C’è un meccanismo che si ripete puntuale ogni volta che una notizia allarmante irrompe nell’agenda globale: qualcuno pesca dal passato un post, un video, una frase fuori contesto e lo trasforma in una “profezia”. È successo con il COVID, con molti altri eventi, e ora sta succedendo di nuovo con l’hantavirus.
In questi giorni un tweet del giugno 2022, pubblicato da un account dal nome evocativo, sta girando su X condiviso da migliaia di persone convinte di trovarsi di fronte a qualcosa di straordinario. Il messaggio era semplice: “2023: “Corona” finito (riferito al Coronavirus). 2026: Hantavirus.” Due previsioni, una già avveratasi, l’altra che sembra coincidere con l’attualità. Abbastanza per far impazzire l’internet.
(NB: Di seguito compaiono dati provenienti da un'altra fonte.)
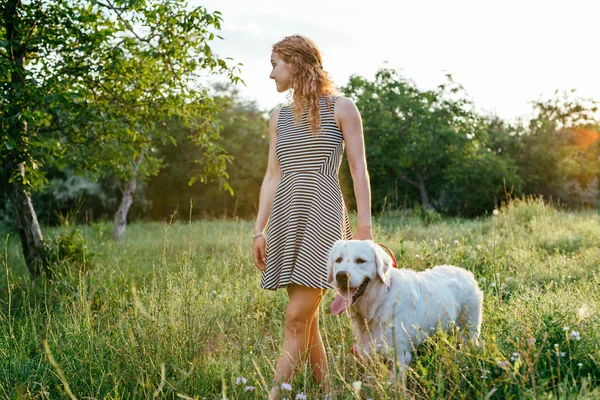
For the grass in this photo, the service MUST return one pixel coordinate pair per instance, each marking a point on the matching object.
(176, 312)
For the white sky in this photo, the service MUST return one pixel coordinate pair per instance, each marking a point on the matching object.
(505, 53)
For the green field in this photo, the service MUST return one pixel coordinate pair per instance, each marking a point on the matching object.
(176, 312)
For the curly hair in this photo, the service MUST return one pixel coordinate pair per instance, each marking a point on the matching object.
(308, 79)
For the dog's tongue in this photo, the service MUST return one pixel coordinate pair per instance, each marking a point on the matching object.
(340, 304)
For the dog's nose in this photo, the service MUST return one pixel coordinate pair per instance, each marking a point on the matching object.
(342, 277)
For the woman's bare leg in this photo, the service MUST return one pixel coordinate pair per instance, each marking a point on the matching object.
(302, 306)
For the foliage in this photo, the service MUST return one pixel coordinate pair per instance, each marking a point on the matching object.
(245, 138)
(558, 150)
(428, 140)
(179, 311)
(99, 80)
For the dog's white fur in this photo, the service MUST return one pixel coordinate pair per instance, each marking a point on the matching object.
(400, 307)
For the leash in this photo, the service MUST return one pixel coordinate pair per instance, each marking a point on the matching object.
(391, 254)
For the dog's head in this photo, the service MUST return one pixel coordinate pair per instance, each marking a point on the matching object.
(352, 265)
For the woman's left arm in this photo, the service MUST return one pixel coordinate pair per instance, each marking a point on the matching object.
(348, 118)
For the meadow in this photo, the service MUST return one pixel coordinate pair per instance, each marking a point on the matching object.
(176, 312)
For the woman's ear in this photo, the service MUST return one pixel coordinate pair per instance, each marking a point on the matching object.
(383, 263)
(332, 251)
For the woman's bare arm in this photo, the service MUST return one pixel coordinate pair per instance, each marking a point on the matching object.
(349, 121)
(267, 192)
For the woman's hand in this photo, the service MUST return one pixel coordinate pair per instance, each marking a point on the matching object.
(259, 253)
(363, 233)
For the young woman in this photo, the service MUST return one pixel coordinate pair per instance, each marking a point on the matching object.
(301, 198)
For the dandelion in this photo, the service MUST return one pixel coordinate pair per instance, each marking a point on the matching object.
(240, 381)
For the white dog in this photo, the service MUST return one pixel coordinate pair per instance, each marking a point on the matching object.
(394, 310)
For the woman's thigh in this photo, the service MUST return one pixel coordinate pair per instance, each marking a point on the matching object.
(303, 302)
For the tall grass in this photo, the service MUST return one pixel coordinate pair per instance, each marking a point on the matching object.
(176, 312)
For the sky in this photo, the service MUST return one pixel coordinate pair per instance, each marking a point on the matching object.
(505, 54)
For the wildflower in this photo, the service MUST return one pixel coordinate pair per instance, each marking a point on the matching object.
(240, 381)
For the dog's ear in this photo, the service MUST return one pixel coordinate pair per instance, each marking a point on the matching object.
(330, 261)
(383, 262)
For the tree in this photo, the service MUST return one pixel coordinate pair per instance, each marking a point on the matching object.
(90, 84)
(558, 150)
(244, 137)
(413, 135)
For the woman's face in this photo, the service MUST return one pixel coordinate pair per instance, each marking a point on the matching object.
(280, 72)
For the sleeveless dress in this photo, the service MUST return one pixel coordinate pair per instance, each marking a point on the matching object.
(308, 214)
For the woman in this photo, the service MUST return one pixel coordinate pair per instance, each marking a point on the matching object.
(302, 201)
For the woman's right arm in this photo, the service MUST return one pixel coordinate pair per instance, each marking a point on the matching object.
(267, 192)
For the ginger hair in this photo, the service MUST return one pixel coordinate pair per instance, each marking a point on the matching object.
(308, 79)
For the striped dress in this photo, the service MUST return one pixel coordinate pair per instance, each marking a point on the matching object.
(308, 213)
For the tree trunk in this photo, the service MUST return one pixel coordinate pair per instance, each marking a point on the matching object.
(126, 201)
(423, 191)
(13, 166)
(30, 233)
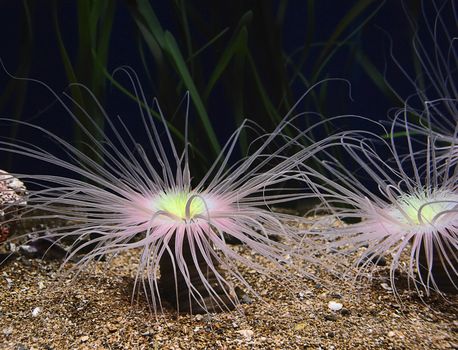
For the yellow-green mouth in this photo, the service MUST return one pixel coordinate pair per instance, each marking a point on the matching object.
(182, 205)
(422, 208)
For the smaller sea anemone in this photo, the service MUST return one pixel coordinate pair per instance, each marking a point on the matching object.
(124, 196)
(404, 213)
(433, 107)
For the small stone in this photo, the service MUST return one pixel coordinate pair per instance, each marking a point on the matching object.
(84, 338)
(246, 333)
(334, 306)
(331, 317)
(246, 299)
(36, 311)
(7, 331)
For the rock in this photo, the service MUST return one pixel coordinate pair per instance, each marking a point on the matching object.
(246, 333)
(84, 338)
(334, 306)
(36, 311)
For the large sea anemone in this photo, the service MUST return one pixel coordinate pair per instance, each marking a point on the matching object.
(123, 195)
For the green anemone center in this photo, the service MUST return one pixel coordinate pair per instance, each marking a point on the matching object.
(183, 205)
(422, 208)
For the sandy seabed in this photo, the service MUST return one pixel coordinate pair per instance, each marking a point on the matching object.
(39, 309)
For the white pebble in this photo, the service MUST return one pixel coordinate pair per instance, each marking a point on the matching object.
(246, 333)
(36, 311)
(335, 306)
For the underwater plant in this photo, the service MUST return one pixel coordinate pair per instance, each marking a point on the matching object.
(390, 207)
(141, 196)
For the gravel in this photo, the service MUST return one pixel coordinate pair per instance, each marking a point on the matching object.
(95, 312)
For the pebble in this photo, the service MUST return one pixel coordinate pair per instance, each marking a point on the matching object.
(334, 306)
(330, 317)
(246, 333)
(84, 338)
(36, 311)
(7, 331)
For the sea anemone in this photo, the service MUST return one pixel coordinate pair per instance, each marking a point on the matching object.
(388, 207)
(124, 195)
(432, 109)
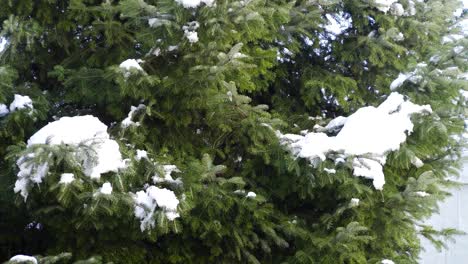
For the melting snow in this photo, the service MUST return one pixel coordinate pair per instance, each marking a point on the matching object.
(190, 31)
(147, 201)
(3, 110)
(141, 154)
(368, 135)
(67, 178)
(397, 9)
(354, 202)
(129, 64)
(402, 77)
(23, 258)
(251, 195)
(422, 194)
(384, 5)
(21, 102)
(106, 188)
(87, 130)
(194, 3)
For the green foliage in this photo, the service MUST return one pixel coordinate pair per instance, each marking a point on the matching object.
(211, 108)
Cosa sta succedendo davvero con l’hantavirus
Prima di analizzare il fenomeno social, vale la pena capire da dove arriva questa ondata di attenzione sul virus.
Tutto ha avuto inizio a bordo della nave da crociera olandese MV Hondius, partita dall’Argentina all’inizio di aprile con 170 passeggeri diretti in Antartide. Un uomo di 69 anni ha sviluppato sintomi gravi ed è deceduto. Nelle settimane successive, altri passeggeri hanno mostrato segni compatibili con la malattia: alla data attuale si contano cinque casi confermati e tre sospetti. Il ceppo coinvolto è quello delle Ande, una variante dell’hantavirus particolarmente rara e temuta, con un tasso di mortalità che oscilla tra il 20 e il 40 percento.
Una caratteristica che distingue questo ceppo dagli altri è che è l’unico documentato come trasmissibile da persona a persona, anche se con finestre di contagiosità molto limitate, nell’arco di circa un giorno dall’insorgenza della febbre. Il microbiologo Gustavo Palacios ha dichiarato alla CNN che nella storia si contano circa 3.000 casi noti in totale a livello globale. Non è esattamente un’epidemia in corso.
L’Organizzazione Mondiale della Sanità ha classificato il rischio per la popolazione generale come “basso”. Un funzionario dell’UKHSA ha confermato che il rischio di diffusione nella popolazione è molto contenuto e che le misure di controllo dell’infezione sono già operative.
Il tweet “profetico” e il problema della memoria selettiva
Tornando al post virale: l’account @iamasoothsayer (“Sono un veggente”) ha scritto nel giugno 2022 una previsione in due righe. Il fatto che il COVID sia effettivamente stato declassato dall’OMS a non-emergenza globale nel 2023, e che oggi si stia parlando di hantavirus, è bastato per scatenare una valanga di reazioni tra il sarcastico e il genuinamente spaventato.
Il problema è uno solo: questo tipo di ragionamento funziona solo a ritroso. Se cerchi tra milioni di tweet casuali, troverai sempre qualcuno che ha scritto qualcosa che, in modo vago, può essere associato a un evento successivo. L’hantavirus non è un virus nuovo: esiste dagli anni Cinquanta ed è stato identificato scientificamente alla fine degli anni Settanta. Non era una scoperta di quell’account misterioso, era già nei libri di microbiologia.
La coincidenza diventa “profezia” solo dopo i fatti, quando il cervello umano, sempre alla ricerca di pattern, seleziona i dati che confermano l’impressione e ignora i mille post che non si sono mai avverati.
Perché questo fenomeno è un problema anche nell’era digitale
C’è una dimensione che va oltre la curiosità da social media. In un contesto di notizie ansiogene, dove l’hantavirus è effettivamente in circolazione e ha già causato vittime, la viralizzazione di contenuti presentati come “profezie” contribuisce ad amplificare la percezione del rischio ben oltre la realtà.
Non è un fenomeno innocuo. Durante il COVID abbiamo visto come la disinformazione o anche la semplice sovra-interpretazione dei dati potesse generare comportamenti irrazionali, paure sproporzionate, acquisti di massa di beni inutili.
L’hantavirus, nella sua variante delle Ande, è un agente patogeno serio. Ma le autorità sanitarie, dall’OMS in giù, sono chiare: il rischio per chi non è stato a bordo di quella nave è praticamente nullo. Il contagio non avviene per via aerea come il SARS-CoV-2; richiede un contatto molto più ravvicinato con una persona infetta o con escrementi di roditori.
Cosa fare con queste notizie
La regola pratica è sempre la stessa: quando un contenuto sembra costruito per spaventarti o stupire, fermati un momento prima di condividerlo. Chiediti chi ha pubblicato quel tweet, in quale contesto, e soprattutto quante previsioni simili non si sono mai avverate.